Ceci bien au-delà de la persécution sanglante dont ils sont aujourd’hui victimes, en particulier au Proche Orient et en Afrique du Nord – ce martyre causant « une commune souffrance » qui devient « un gage d’unité » œcuménique pour les Eglises.

La déclaration commune du Pape et du Patriarche orthodoxe russe revêt une dimension pastorale vigoureuse, évoquant en particulier la nécessité de défendre la famille, le mariage et la vie de la naissance à la mort naturelle.
Dans ce message commun, tous deux ont dénoncé la « transformation de certains pays en sociétés sécularisées, étrangères à toute référence à Dieu et à sa vérité ». Ils ont constaté la « limitation actuelle des droits des chrétiens », cela « lorsque certaines forces politiques, guidées par l’idéologie d’un sécularisme si souvent agressif, s’efforcent de les pousser aux marges de la vie publique ».

Prenant le relais des appels de Jean-Paul II au début de ce XXIème siècle, le Pape François et le Patriarche russe ont proclamé que « l’Europe doit rester fidèle à ses racines chrétiennes ». Ils ont appelé en termes particulièrement solennels les chrétiens européens d’Orient et d’Occident à s’unir pour que l’Europe « conserve son âme formée par deux mille ans de tradition chrétienne ».
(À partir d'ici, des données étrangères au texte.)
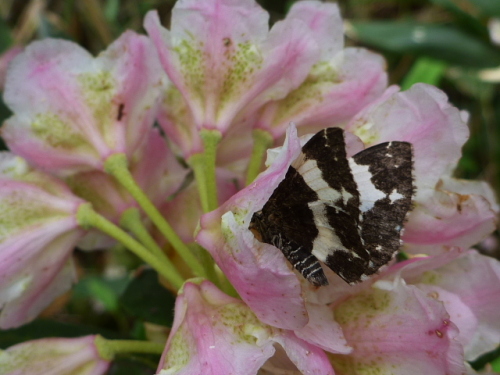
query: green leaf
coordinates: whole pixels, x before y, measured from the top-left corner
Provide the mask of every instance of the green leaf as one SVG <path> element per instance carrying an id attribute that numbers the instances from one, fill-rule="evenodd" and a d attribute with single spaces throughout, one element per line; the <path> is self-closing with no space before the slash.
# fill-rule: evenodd
<path id="1" fill-rule="evenodd" d="M 0 348 L 5 349 L 20 342 L 46 337 L 80 337 L 95 334 L 109 339 L 125 338 L 102 328 L 38 319 L 19 328 L 0 330 Z"/>
<path id="2" fill-rule="evenodd" d="M 415 83 L 428 83 L 437 86 L 446 71 L 447 64 L 428 57 L 419 58 L 412 66 L 403 82 L 401 89 L 407 90 Z"/>
<path id="3" fill-rule="evenodd" d="M 60 39 L 72 40 L 71 36 L 69 36 L 60 28 L 58 28 L 56 25 L 54 25 L 54 23 L 45 16 L 40 17 L 37 33 L 40 39 L 60 38 Z"/>
<path id="4" fill-rule="evenodd" d="M 108 375 L 151 375 L 158 367 L 156 361 L 144 361 L 138 358 L 117 358 L 113 361 Z"/>
<path id="5" fill-rule="evenodd" d="M 109 280 L 101 276 L 87 276 L 73 289 L 73 300 L 92 298 L 99 301 L 106 311 L 115 312 L 119 296 L 128 284 L 128 278 Z"/>
<path id="6" fill-rule="evenodd" d="M 390 52 L 428 56 L 452 65 L 500 65 L 499 49 L 453 26 L 404 21 L 360 22 L 353 27 L 362 42 Z"/>
<path id="7" fill-rule="evenodd" d="M 500 1 L 498 0 L 469 0 L 469 2 L 487 17 L 500 17 Z"/>
<path id="8" fill-rule="evenodd" d="M 464 31 L 477 35 L 479 38 L 489 41 L 489 31 L 481 20 L 475 18 L 470 12 L 460 8 L 453 0 L 430 0 L 455 15 L 456 24 Z"/>
<path id="9" fill-rule="evenodd" d="M 132 316 L 171 327 L 175 296 L 158 282 L 158 274 L 145 270 L 128 286 L 120 303 Z"/>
Face au sécularisme facteur de discrimination et à la déchristianisation qui en résulte, le Pape et le Patriarche rappellent l’importance du mariage, en regrettant « que d’autres formes de cohabitation soient désormais mises sur le même plan que cette union ». Ils observent notamment que « la conception de la paternité et de la maternité comme vocation particulière de l’homme et de la femme dans le mariage (…) est chassée de la conscience publique ».
Dans le domaine du respect de la vie humaine, outre les avortements qui tuent « des millions d’enfants », ils dénoncent « la prétendue euthanasie », mais aussi les manipulations biomédicales. Autant de justes causes auxquelles catholiques et orthodoxes peuvent coopérer fraternellement au nom de leur héritage moral et spirituel commun de l’Evangile.
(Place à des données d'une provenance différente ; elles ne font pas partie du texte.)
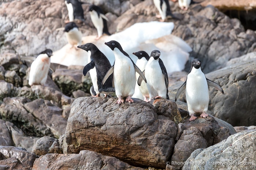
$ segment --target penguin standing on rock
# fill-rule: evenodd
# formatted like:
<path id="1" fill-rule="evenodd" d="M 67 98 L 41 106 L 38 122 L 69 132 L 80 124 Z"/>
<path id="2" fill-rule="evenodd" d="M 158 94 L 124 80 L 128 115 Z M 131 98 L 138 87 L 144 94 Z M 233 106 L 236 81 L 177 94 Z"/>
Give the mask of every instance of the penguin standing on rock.
<path id="1" fill-rule="evenodd" d="M 63 31 L 66 35 L 67 40 L 68 43 L 72 46 L 72 47 L 75 47 L 81 45 L 82 33 L 74 22 L 70 22 L 67 23 Z"/>
<path id="2" fill-rule="evenodd" d="M 101 9 L 99 7 L 92 5 L 89 7 L 89 13 L 92 22 L 98 32 L 96 39 L 99 39 L 103 34 L 111 35 L 108 32 L 107 24 L 107 21 L 108 21 L 108 19 L 104 14 Z"/>
<path id="3" fill-rule="evenodd" d="M 149 59 L 150 58 L 148 54 L 148 53 L 144 51 L 139 51 L 138 52 L 133 53 L 133 54 L 138 57 L 138 60 L 136 62 L 136 65 L 138 66 L 141 70 L 145 70 L 146 65 L 148 63 L 148 61 Z M 137 73 L 136 73 L 136 74 L 137 74 Z M 136 77 L 137 77 L 137 78 L 138 78 L 139 75 L 136 75 Z M 138 86 L 137 84 L 136 85 L 138 87 L 139 91 L 144 98 L 144 101 L 147 101 L 148 98 L 149 97 L 149 94 L 146 83 L 144 81 L 142 81 L 140 86 Z M 136 93 L 136 90 L 135 91 Z"/>
<path id="4" fill-rule="evenodd" d="M 135 72 L 140 74 L 145 82 L 146 82 L 146 78 L 118 42 L 111 40 L 105 43 L 105 44 L 113 50 L 115 59 L 113 66 L 103 78 L 103 84 L 104 84 L 113 73 L 116 94 L 118 98 L 116 104 L 120 105 L 121 103 L 123 103 L 122 97 L 126 97 L 126 101 L 130 104 L 131 102 L 133 102 L 131 96 L 134 93 L 136 81 Z"/>
<path id="5" fill-rule="evenodd" d="M 190 116 L 189 121 L 197 119 L 195 115 L 201 114 L 200 116 L 204 118 L 208 116 L 206 113 L 209 100 L 208 86 L 214 87 L 222 93 L 224 93 L 219 85 L 205 77 L 201 70 L 201 65 L 200 59 L 193 60 L 187 79 L 179 88 L 175 96 L 176 101 L 181 92 L 186 89 L 188 109 Z"/>
<path id="6" fill-rule="evenodd" d="M 69 22 L 73 22 L 75 20 L 77 20 L 78 23 L 85 22 L 85 20 L 84 16 L 84 9 L 82 7 L 82 3 L 78 0 L 65 0 L 65 4 L 67 8 Z"/>
<path id="7" fill-rule="evenodd" d="M 98 97 L 100 93 L 103 93 L 107 97 L 108 94 L 114 92 L 112 75 L 110 75 L 105 83 L 102 84 L 103 78 L 111 67 L 107 57 L 92 43 L 87 43 L 77 47 L 88 52 L 88 63 L 84 68 L 83 74 L 85 76 L 88 72 L 90 72 L 94 90 L 96 93 L 93 97 Z"/>
<path id="8" fill-rule="evenodd" d="M 31 64 L 29 72 L 29 84 L 45 85 L 51 64 L 52 51 L 47 49 L 40 53 Z"/>
<path id="9" fill-rule="evenodd" d="M 160 55 L 159 50 L 152 51 L 143 72 L 147 80 L 146 86 L 149 94 L 149 99 L 146 101 L 148 102 L 157 98 L 169 99 L 168 76 L 163 61 L 159 58 Z M 141 85 L 141 82 L 140 76 L 138 79 L 139 86 Z"/>
<path id="10" fill-rule="evenodd" d="M 160 21 L 163 22 L 167 18 L 178 19 L 171 11 L 168 0 L 153 0 L 153 1 L 159 12 L 159 15 L 156 16 L 158 18 L 161 18 Z"/>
Parlant depuis cette île de Cuba « à la croisée des chemins entre le Nord et le Sud, entre l’Est et l’Ouest », le Pape François et le Patriarche Cyrille Ier voulaient être en même temps « loin des querelles de l’Ancien Monde » : aspirant à contribuer au rétablissement de l’unité des chrétiens « pour laquelle le Christ a prié », ils ont appelé la communauté internationale à juguler la violence et le terrorisme au Proche Orient. Ils ont appelé aussi à la réconciliation sur le terrain actuellement miné de l’Ukraine à un triple niveau, entre l’Eglise gréco-catholique et le monde orthodoxe, entre les divers fidèles orthodoxes, et, à un niveau politique, face à une guerre tragique, pour « la concorde sociale ».

Avant d’échanger cadeaux et messages personnels, ils ont remercié la « Très Sainte et indivisible Trinité » et la Vierge Marie pour « le don de la compréhension mutuelle » qui a permis leur témoignage commun de fraternité. Un don de compréhension qu’ils souhaitent faire partager.